The accession number tells you the year the object was brought into the museum’s collection. You can use this information to look into whether anything was written about it at the time. Start by looking at the museum bulletins from that year or the following year; often, short articles about new acquisitions were written for these publications.

Projects and Publications  

The museum produces a wide range of digital and printed content: books, online articles, teacher resources, videos, audio soundwalks, and more. Much of this content is created by students, faculty, artists, and scholars, in addition to museum staff. 

This section is not always complete. Many historic museum publications have not been indexed, or have not been linked to the object records in our database. In addition, the museum’s own digital content and event records are not always linked to the relevant object pages.

This section of an object page should link you to any content that relates directly to the specific object in question. 

Each print publication is hyperlinked to WorldCat. By clicking this link and clicking the link to “RISD,” you will find the link to the publication’s call number in the library. 

To find digital content and events not linked here, start by searching the website using the “search the rest of the site” option with a keyword to find additional content. For example, if you do this search using the keyword “Nesmin,” you will find two online articles, a video, two recent publications, and more content that is not linked to the object page.
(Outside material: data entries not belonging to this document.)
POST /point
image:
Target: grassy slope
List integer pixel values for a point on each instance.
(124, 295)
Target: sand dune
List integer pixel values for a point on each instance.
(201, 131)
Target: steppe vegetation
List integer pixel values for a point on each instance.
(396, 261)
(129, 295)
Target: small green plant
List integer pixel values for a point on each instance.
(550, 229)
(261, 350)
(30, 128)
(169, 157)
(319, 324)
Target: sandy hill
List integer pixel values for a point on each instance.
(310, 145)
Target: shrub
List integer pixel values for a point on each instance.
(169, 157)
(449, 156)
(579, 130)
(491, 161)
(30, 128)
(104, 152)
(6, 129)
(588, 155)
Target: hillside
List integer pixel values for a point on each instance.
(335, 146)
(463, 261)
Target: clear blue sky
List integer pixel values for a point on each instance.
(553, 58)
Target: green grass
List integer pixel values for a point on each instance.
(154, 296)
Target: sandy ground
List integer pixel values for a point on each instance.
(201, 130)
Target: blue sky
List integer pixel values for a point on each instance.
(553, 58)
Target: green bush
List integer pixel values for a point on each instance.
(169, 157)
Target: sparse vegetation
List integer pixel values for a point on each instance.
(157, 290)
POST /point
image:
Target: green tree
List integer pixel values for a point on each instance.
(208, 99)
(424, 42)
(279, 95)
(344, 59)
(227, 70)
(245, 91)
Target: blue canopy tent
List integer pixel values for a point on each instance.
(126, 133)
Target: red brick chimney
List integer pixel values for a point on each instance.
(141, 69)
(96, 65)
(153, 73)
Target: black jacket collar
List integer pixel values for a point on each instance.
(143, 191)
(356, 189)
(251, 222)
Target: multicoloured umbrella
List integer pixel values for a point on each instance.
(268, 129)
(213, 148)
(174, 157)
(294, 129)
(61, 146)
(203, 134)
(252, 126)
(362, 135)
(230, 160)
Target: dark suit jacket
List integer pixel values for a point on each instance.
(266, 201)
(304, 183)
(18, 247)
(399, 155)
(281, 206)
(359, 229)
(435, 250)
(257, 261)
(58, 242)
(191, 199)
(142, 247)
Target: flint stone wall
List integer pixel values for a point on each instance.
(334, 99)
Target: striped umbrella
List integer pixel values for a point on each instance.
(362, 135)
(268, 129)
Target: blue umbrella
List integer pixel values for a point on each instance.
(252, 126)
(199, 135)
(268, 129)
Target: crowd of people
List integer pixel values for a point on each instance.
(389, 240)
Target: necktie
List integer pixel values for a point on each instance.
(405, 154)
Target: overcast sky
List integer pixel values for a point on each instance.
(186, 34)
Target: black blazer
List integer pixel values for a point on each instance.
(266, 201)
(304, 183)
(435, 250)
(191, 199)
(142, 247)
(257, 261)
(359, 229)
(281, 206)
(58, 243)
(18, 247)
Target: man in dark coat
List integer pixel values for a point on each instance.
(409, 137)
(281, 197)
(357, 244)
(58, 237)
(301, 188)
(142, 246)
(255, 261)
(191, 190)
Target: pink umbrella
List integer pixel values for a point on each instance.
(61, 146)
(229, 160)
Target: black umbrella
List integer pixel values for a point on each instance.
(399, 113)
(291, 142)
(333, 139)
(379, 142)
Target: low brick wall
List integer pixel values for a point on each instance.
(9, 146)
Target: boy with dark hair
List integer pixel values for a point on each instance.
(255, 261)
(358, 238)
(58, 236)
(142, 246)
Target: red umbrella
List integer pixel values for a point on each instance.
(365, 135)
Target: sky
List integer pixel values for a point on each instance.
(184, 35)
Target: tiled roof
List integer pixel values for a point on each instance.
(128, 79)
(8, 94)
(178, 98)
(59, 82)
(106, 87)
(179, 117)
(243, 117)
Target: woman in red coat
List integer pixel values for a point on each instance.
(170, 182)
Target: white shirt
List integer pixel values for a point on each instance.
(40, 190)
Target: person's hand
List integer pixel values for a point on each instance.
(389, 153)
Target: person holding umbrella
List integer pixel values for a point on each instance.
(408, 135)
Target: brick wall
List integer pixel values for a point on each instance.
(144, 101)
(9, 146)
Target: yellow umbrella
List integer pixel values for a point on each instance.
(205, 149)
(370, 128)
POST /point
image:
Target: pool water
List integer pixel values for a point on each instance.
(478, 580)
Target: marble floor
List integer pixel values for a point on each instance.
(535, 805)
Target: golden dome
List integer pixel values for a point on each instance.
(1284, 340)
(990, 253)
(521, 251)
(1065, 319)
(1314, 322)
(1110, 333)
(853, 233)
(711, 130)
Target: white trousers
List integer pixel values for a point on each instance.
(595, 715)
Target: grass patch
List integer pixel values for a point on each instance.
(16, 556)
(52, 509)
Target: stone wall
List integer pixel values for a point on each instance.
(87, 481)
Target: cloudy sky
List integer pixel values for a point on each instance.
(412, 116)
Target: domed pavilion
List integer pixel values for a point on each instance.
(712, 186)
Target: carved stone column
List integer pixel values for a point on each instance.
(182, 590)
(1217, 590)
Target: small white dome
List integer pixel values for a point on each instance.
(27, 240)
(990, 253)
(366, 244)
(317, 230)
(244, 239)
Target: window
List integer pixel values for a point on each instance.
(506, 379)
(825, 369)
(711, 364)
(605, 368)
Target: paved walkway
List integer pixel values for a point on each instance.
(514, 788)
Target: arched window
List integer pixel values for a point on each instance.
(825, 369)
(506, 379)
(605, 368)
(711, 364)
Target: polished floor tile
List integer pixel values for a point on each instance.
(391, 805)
Learn about strategies for finding print publications not linked here in the museum-specific publications guide.

Exhibition History  

This section lists exhibitions that have included the object. You may also see times the object has been on view in permanent collection galleries. There may also be interpretive text associated with these exhibitions; typically, this is the text that appeared/appears on the object label, the term for the text on the wall or case next to an object on display. This text is written by curators or interpretation staff at museums, and is purposely concise for the purposes of accessibility.

Keep in mind that label text provides one perspective on an object, often focused on the themes and narrative of the exhibition in question. That being said, it is a rich source of leads to explore further. Look into the names, time periods, contexts, and connections mentioned. Consider the themes of past exhibitions and think about what other themes could be linked to the object.

Related  

See Object Number, above.

 
Use  

You can download, print, and share object images. We register our images and content under a Creative Commons license.

This section provides a link to a form through which you can request larger images of an object.

Feedback  

The information on these object pages is a public display of parts of the museum’s internal database. The data housed in databases are put there by humans, and humans can be fallible, messy, inconsistent, and biased. This section acknowledges this and allows anyone visiting the site to contact the museum with corrections to typos, errors, or omissions in a record.

If you do in-depth research on an object, you might uncover new information, or notice a cataloging error. Perhaps you’ve found a publication reference that isn’t included in the object page, or a typo in an object’s title. Let the museum know!